These books are interesting, the authors are epidemiologists who researched the effects of inequality on society.

The Spirit Level: Why Equality is Better for Everyone
https://www.waterstones.com/book/the-spirit-level/kate-pickett/richard-wilkinson/9780241954294

The Inner Level: How More Equal Societies Reduce Stress, Restore Sanity and Improve Everyone's Well-being
https://www.waterstones.com/book/the-inner-level/richard-wilkinson/kate-pickett/9780141975399

Surely that is fairly obvious?

More premature babies are surviving and are surviving earlier and earlier
More people surviving illnesses
More people surviving accidents
Improved critical care

etc

More survive but sometimes are then disabled as a result.

I am in your position op, and am about to have my home adapted. I think the problem is partly due to autism labels disappearing to appease the 'you cant tell me how my autism effects me' crowd. There is a huge difference to someone who can communicate, work, post on social media, complete self care etc to a profoundly autistic individual who will need forever care. Sadly the loudest voices aren't pro diagnosis, they're pro attention seeker. As a parent of a severely disabled child, I cannot stand this society where everyone and their cat needs a label. And sadly, there is fraud. People can deny it all they like but I also see it in my work place and those who say dla forms requires tonnes of evidence etc isn't entirely true. It requires someone smart enough to know how to word things. There are even social media videos of what to write! That's why people are getting angry. Plus the press is doing a great job of getting people to turn on each other rather than look at all the tax dodgers.

Profound autism needs a diagnosis of its own or to bring levels back. I would not care less for my son to have an in person dla assessment because it would take all of 30 seconds for him to be approved. People are against this because of 'masking', but does masking really require maximum support?
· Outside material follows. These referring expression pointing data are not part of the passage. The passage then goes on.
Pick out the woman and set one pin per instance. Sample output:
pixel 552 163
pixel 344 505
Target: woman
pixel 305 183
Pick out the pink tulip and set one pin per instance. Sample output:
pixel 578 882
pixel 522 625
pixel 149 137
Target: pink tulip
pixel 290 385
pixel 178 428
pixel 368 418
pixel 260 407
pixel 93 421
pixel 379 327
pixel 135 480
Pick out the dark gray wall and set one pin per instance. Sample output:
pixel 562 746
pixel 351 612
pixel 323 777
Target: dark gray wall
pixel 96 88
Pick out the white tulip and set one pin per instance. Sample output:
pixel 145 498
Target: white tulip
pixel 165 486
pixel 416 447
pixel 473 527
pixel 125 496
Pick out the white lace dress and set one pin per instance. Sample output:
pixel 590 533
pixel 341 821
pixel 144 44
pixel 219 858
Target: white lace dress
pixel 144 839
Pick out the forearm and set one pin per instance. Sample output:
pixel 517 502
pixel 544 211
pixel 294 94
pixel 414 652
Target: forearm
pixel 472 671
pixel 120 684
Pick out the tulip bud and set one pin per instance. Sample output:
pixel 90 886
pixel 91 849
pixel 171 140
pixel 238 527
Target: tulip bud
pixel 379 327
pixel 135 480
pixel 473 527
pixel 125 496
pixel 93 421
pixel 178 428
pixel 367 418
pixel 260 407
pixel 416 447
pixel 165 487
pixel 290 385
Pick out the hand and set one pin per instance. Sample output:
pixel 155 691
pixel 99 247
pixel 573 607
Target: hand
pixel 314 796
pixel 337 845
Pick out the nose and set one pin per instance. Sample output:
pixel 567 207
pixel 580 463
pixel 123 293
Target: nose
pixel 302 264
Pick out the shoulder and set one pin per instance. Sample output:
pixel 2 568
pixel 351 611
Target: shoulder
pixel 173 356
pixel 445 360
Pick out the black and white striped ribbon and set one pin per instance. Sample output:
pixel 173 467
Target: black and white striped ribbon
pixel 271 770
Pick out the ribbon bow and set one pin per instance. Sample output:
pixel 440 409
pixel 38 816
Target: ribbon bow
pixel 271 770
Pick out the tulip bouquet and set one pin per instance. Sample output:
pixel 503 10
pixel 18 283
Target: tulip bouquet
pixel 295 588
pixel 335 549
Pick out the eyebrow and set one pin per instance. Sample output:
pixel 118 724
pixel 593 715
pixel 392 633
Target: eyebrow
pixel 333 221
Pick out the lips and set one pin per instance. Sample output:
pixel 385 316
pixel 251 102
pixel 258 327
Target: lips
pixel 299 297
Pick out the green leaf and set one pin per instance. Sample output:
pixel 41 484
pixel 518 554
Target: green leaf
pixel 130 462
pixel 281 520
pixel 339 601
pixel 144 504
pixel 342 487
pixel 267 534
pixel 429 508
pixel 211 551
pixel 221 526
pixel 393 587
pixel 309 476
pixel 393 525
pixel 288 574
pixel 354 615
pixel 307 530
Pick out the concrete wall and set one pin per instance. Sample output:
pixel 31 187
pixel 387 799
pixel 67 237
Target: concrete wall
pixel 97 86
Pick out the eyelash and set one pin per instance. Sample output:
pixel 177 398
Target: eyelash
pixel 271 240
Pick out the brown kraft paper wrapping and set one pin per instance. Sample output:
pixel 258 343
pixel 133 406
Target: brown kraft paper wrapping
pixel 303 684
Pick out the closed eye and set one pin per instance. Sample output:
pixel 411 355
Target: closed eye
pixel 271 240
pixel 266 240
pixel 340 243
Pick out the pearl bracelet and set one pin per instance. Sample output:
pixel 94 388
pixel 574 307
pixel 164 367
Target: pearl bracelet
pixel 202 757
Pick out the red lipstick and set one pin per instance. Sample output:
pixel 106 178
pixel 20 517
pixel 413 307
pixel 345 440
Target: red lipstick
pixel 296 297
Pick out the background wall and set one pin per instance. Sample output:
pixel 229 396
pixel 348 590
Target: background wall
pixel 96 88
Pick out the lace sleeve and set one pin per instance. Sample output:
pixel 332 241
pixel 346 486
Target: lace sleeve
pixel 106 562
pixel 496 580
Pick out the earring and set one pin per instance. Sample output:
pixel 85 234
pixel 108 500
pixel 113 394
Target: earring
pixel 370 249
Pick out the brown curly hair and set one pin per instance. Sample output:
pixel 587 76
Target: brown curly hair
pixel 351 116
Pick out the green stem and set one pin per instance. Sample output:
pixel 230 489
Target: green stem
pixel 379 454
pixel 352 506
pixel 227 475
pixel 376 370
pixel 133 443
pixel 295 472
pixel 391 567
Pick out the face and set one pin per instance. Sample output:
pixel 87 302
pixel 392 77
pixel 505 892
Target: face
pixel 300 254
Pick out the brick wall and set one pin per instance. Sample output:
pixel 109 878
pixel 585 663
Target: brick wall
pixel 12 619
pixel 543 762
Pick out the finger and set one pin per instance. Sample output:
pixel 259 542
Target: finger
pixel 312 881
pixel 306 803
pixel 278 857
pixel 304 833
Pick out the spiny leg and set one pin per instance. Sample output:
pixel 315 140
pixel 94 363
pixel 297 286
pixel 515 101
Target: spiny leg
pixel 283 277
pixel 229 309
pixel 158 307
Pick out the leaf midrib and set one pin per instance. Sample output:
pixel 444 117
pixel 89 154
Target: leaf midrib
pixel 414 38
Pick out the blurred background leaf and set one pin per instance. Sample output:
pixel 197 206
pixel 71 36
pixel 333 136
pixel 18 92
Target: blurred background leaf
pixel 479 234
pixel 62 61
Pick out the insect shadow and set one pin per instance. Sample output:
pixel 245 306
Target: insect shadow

I wish people realised for most sen parents our biggest worry isn't our child dying, as horrific as that would be. My fear is what happens to my child when I'm not here. I'd rather live through him dying before me and know he's safe from harm. Men die up to 24 years earlier than average with a learning disability... id rather help go there than to those who can advocate for themselves.

With the rise of unregulated social media platforms, they can’t be held responsible for content they just provide a service etc, individuals are making a lot of money by feeding into people’s desire to blame others for their own situations and the rise and rise of the more right than a civilised society should go.

They want Reform and other similar parties into power.

Then there won’t be any benefits. Probably little healthcare. And certainly no compassion.

And more and more people are falling for it. We might have to vote Tory to stop Reform getting in next time, that’s not a choice. But here we are.

The mainstream media only need to find one or two real examples of a feckless single mother claiming thousands (apparently) with nice hair and nails and a car and that can be twisted into thousands of votes.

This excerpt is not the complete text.